I have a 1955 Cadillac Motor with a 4-71 supercharger. This is my first supercharger. I was wondering how to check and fill the oil on the snout,the front and rear bearings. How often and what type of oil to use. Thank you
post a picture of the other side of the front of the blower, and the back of the blower. Usually they have sealed bearings at the back, so no maintenance is required back there. Front there may be a sight glass or a plug, but we can't see it because of the angle of your photo. generally the plan is to keep it filled with 90 wt gear oil, to the level of the sight glass. The sight glass is usually about 1/3 of the way up the front cover.
about once a year you also want to pull the carbs and take a look at the rotors to make sure they are not scuffing each other, the housing or the endplates , gaskets are cheap and available , you do not need the screen type ones those are for heavy equipment to keep sticks and rocks out if a air cleaner gets knocked off as there is nothing to protect them otherwise .
or in my case, gloves.... , lost a set of the brown cotton gloves on a 8v92 that didn't have a shutter housing on it when I was working on it , just set them down I realized it and thump away they got sucked away and went into the airbox , lucky my fingers were not near the hole as it will take them off like a food processor , after that all our Jimmys got screens . ( the gloves were mashed up and some of it went thru the cylinder ports and was blowing out the pipes in burning pieces , had to tear the top end down and in a Cabover thats a PITA ... I was lucky they didn't stick to the rotor as it would have fractured it or the bearing supports when it came on the return side
Or the rag in you pocket if you have the cover off and someone sticks the rack open. Actually some racers used to believe that a screen under the carb would help with atomization. Maybe some still do because you can still buy performance carb gaskets with the screen in them.

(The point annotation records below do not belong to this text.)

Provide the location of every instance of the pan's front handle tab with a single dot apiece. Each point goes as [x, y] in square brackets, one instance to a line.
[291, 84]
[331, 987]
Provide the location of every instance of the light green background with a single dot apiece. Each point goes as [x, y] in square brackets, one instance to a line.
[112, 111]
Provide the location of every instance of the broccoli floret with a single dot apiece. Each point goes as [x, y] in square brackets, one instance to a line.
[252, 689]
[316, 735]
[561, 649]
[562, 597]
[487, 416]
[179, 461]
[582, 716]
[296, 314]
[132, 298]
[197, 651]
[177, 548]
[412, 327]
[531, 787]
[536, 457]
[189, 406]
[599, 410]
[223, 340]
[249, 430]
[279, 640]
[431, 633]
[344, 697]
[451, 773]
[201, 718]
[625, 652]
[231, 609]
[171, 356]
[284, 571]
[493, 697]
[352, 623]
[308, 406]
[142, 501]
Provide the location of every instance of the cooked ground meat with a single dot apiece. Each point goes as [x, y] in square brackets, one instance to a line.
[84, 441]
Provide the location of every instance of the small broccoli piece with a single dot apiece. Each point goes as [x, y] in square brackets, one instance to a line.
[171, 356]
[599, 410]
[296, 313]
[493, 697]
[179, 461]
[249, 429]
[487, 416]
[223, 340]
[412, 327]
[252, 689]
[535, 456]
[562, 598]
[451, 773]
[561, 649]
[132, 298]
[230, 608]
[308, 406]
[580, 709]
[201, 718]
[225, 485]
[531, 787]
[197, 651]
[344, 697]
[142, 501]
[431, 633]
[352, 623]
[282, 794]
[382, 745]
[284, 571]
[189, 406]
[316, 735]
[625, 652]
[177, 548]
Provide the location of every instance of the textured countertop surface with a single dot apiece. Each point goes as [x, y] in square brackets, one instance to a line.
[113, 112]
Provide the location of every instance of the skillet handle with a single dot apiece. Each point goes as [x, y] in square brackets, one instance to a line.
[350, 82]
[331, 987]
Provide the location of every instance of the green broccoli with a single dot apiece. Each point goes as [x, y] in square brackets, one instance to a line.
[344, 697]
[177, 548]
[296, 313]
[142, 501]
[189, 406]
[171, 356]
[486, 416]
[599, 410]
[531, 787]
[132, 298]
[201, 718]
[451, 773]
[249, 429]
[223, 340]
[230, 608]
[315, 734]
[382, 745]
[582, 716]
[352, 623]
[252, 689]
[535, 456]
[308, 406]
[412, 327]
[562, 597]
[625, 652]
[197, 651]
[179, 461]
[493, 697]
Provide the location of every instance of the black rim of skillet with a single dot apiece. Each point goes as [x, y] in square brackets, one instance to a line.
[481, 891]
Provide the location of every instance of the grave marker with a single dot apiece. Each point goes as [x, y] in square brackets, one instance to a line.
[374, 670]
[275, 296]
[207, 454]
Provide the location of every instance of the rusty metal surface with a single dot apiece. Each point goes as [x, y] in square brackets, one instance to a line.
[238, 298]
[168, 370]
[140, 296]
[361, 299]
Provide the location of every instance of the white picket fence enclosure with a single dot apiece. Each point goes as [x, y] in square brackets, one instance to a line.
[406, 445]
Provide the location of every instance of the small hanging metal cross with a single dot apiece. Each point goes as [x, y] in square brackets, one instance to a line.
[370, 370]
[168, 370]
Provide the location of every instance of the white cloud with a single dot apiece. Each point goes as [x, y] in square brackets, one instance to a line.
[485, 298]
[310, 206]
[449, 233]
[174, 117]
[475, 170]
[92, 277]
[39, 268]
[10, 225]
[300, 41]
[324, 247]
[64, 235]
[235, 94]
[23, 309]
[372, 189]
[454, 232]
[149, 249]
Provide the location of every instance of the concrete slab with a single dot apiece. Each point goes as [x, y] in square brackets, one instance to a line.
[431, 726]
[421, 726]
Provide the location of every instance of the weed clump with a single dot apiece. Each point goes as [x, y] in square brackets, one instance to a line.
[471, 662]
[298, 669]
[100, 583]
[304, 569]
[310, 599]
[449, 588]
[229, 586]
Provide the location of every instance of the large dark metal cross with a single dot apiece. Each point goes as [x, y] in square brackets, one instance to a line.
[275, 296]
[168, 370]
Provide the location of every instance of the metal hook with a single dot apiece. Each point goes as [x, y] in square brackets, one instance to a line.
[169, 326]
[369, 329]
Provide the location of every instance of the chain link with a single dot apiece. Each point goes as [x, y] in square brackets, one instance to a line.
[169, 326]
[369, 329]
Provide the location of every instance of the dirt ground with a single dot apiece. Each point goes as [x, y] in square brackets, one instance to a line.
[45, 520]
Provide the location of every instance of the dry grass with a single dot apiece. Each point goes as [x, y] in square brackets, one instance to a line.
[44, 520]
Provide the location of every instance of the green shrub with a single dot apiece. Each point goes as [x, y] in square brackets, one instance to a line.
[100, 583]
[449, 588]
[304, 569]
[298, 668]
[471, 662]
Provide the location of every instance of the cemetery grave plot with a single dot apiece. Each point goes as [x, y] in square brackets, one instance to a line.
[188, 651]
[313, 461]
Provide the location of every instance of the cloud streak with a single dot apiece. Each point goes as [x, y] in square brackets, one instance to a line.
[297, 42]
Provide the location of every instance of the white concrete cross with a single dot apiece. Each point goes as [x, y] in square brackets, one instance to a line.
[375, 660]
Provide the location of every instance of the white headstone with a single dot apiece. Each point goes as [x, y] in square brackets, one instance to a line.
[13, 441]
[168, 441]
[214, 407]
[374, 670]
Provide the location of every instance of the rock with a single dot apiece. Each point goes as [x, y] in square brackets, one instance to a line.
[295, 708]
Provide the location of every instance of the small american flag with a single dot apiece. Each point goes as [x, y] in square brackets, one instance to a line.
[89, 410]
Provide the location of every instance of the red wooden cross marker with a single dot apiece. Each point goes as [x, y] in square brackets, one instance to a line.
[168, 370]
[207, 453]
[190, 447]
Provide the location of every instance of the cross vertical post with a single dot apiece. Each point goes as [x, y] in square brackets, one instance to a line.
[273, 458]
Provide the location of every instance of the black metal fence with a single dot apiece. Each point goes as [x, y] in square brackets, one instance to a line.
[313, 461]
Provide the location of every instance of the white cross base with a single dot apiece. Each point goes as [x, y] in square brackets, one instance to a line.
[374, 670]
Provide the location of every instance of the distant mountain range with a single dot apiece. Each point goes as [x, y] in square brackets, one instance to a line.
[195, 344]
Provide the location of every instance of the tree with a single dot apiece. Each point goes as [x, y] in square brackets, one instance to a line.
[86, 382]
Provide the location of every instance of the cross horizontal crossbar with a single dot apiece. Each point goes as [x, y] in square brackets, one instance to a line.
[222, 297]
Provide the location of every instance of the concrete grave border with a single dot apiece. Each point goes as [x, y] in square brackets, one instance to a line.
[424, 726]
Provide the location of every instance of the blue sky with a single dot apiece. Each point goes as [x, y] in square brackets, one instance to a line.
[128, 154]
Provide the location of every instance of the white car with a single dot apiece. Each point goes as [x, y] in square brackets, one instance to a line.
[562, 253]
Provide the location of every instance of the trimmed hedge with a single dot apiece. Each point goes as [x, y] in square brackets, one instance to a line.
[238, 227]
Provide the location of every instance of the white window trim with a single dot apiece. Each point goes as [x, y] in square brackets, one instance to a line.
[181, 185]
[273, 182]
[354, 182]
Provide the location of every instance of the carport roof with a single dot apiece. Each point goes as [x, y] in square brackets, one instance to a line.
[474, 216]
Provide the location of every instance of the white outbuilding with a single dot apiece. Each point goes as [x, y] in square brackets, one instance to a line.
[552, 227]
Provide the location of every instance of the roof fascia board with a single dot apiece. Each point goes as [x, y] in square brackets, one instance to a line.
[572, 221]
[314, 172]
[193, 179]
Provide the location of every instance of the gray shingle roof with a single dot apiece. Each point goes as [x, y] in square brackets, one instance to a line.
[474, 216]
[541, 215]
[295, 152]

always carried a piece of plywood and a co2 fire extingusher with me after my first runaway experience .. its amazing how well and fast a warm one will run on dirty oil ... as for the screens the ones we used had a 1/4-3/8 " mesh so no real advantage will be found , the ones that use the fine screen door mesh , it might be plausible ..
heard that many times at the ship yard I worked at when they swung stuff out to the drydock in the slip . and heard many a plunk splash too afterwords ( one was a $125,000 bronze tug propellor) , Murphy and his family worked overtime there ..
you want to poke the pressure relief valve after every run, check your belts for slop, they will stretch when replacing belts try to get them in consecutive numbers or as close as possible and from the same run.
Yep no use in shutting the fuel off they will run on anything that burns and suck if from anyplace they can. And the scream just freakin deafening .
According to Gene Mooneyham, run 90wt gear oil in the front gear case on a street blower. Should be filled to the middle bolt on the triangle plate. Rear bearings are sealed, no lube in there. My screen has 3/16 mesh. Keeps the larger rocks out. If you ever have the blower apart, have the rotors Tefloned. It's good protection from scoring when the helical gears wear.
There are 3 brass bolts. One on the snout, rear bearing end plate and front bearing end plate and no sight glass.
The Blower Shop sells a pressure relief valve and sight glass combination. Others would sell similar units.
I didn't put any of that stuff in the old GMC cover I put on my BDS blower, when I put it in the Chevy II. I have to pull a bolt to check the level, and the pressure has to find it's own way out. We'll see how long it lasts. 4500 miles so far.
Another horror story, I was running a blown 392 on Nitro at Rodd NAS in Corpus Christi and the chute didn't open so I coasted through the shut down area and threw up a cloud of pea gravel and a few went through the Hilborns into the blower. It split the end cases and gouged out grooves in the case as well as shearing the drive pins on the rotors. About the only parts that were salvageable were the injector pump and rear cover. I always ran the screen from then on.
Unless you are taking it apart don't relieve the pressure (via pressure relief) The positative pressure keeps the lip seal engaged. Also if it's a NHRA style racer no screen if anything else run the screen...
I have put thousands and thousands miles on my 471 I occasionally check the fluid level in the front cover. I've had to replace the Idler bearings a few times but never a problem with the blower itself. Ive had the same 2" gilmer belt on it forever but i do carry a spare. I will likely take it back up to Dyers one of these winters to have it gone through, as its been about 10 years since it was built.
Squirrel thats because the OEm usage really does not develop any pressure in the housing as its used as a scavange pump and the unit is equal or undersize of the motor size , in automotive use when used for Boost you should use some sort of relief in case a seal in the case ruptures as it will blow the gearbox seals out the nose or blow the cover gasket out and they ussually fail on the underside .
The BDS cover that I ran for over 100k miles has a pressure relief valve and sight glass. The valve is a push button, sealed by an O ring. I think it is designed to let air in, and not let it out. every time I'd push it, some pressure would come out. It's not a vent.